What can I expect if I have degenerative arthritis on the left side of my face?
Degenerative arthritis or as it is referred to now, Osteoarthritis (OA) can effect any joint in the body and the joint closest to the face is the temporomandibular joint (TMJ), so I will assume that you are referring to arthritis in the TMJ. Symptoms vary in different people, or for that matter in an individual person over time, and the remedies that apply to other joints of the body apply to the TMJ as well.
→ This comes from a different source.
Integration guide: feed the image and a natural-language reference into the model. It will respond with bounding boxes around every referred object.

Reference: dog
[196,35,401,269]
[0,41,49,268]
Education about the natural history of OA and the therapy for problems in the TMJ is important, since so much of the treatment involves changes in basic habits of chewing and moving the jaw.
The goals of therapy are reduction of stress on the TMJ, maintenance of function, and reduction of pain. The therapy can be broken down into several parts:
Protect the joint to the extent possible. For the TMJ this means eating softer foods, taking smaller bites, and chewing more slowly during periods of increased symptoms. But parafunctional activities of the jaw — that is clenching and grinding the teeth, biting your fingernails or lips, and biting pencils or pens — are considered to be much more detrimental than functional activities such as chewing. Since these are activities that people are not normally conscious of, it can be difficult to develop direct ways to combat them. Dentists commonly use orthotics (i.e. splints, bite planes, or bite guards) which reduce these habits to some extent. They have also been shown to have a relaxing effect on the muscles of the jaw thus reducing strain on the TMJ.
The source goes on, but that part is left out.